En Los Alpes un avión volaba por encima de los treinta mil pies, con sus sistemas electrónicos funcionando en perfecta y automatizada sincronía. Ciencia y técnica unidos para vencer a la Ley de la Gravedad y esquivar las dificultades que la naturaleza pone frente al hombre. Diez mil metros de altura, miles de kilómetros salvados en un salto. Millones de trayectos recorridos a diario por aviones surcando el cielo en todas las latitudes. Durante las veinticuatro horas, segundo a segundo, un avión despega hacia el cielo o toma tierra. Nos llevan y nos traen, nos acercan y nos alejan. Nos unen y nos separan.

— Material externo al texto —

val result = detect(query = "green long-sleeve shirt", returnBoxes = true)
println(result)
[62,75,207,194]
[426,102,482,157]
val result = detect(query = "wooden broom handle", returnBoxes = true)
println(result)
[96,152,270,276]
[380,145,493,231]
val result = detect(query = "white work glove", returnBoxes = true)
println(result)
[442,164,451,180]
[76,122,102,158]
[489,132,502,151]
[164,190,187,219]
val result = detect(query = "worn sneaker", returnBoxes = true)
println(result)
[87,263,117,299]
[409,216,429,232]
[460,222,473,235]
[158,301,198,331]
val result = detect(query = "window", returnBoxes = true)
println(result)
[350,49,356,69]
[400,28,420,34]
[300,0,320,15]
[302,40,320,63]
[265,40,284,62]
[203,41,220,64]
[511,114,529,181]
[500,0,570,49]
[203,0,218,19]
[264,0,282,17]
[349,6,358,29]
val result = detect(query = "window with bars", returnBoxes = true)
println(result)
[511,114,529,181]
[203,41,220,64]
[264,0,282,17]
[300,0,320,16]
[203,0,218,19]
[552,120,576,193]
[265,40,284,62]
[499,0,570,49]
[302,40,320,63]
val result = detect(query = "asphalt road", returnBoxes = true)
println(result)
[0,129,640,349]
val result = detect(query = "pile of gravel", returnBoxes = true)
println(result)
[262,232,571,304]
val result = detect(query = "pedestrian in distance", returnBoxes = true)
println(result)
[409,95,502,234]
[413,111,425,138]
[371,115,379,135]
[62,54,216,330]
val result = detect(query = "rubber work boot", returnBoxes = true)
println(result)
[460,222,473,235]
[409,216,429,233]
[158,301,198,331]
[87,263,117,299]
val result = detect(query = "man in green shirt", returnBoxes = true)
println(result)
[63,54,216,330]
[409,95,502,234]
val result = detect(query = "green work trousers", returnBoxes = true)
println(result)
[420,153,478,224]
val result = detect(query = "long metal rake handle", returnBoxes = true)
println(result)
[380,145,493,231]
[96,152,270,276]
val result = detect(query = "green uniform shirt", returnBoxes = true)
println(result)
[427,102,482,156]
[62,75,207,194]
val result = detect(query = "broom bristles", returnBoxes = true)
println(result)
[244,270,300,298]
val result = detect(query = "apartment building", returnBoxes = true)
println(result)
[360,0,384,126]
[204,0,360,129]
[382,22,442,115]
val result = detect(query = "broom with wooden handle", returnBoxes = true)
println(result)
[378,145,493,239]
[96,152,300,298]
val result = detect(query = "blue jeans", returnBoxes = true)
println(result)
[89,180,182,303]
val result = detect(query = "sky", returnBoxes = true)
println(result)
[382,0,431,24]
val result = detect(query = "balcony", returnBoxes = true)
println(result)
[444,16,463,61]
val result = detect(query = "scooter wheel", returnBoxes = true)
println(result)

Cuando rara vez hay un accidente y algo no sale como estaba programado en los ordenadores de las aeronaves y los centros de control, automáticamente pensamos en un desajuste técnico, un fallo de la tecnología, un avatar del destino o una climatología fatal. A continuación, solo desde el 11-S, en la posibilidad de una acción humana deliberada.
Cuando unas decenas de personas suben al avión en un aeropuerto -y solo durante el año pasado superé los doscientos mil kilómetros volados- los pasajeros, de una u otra manera, con el pensamiento se encomiendan a su destino. Separarse del suelo supone un elemento traumático en mayor o menor medida según lo timorato que cada uno sea. Esa es la fundamental diferencia entre el avión y cualquier otro medio de transporte. El hombre nació para la tierra y el agua, pero no para el aire. De ahí que el de volar haya sido, probablemente, el más anhelado de los sueños de la especie humana y, por ello, una de sus grandes conquistas.
Aún contra natura, todo es natural. Todo, salvo el shock de saber que no son los bits o un factor externo, humano o fortuito, sino las neuronas de quien tiene que llevarte a destino las que por efecto de una trágica sinapsis, lo trunquen para siempre.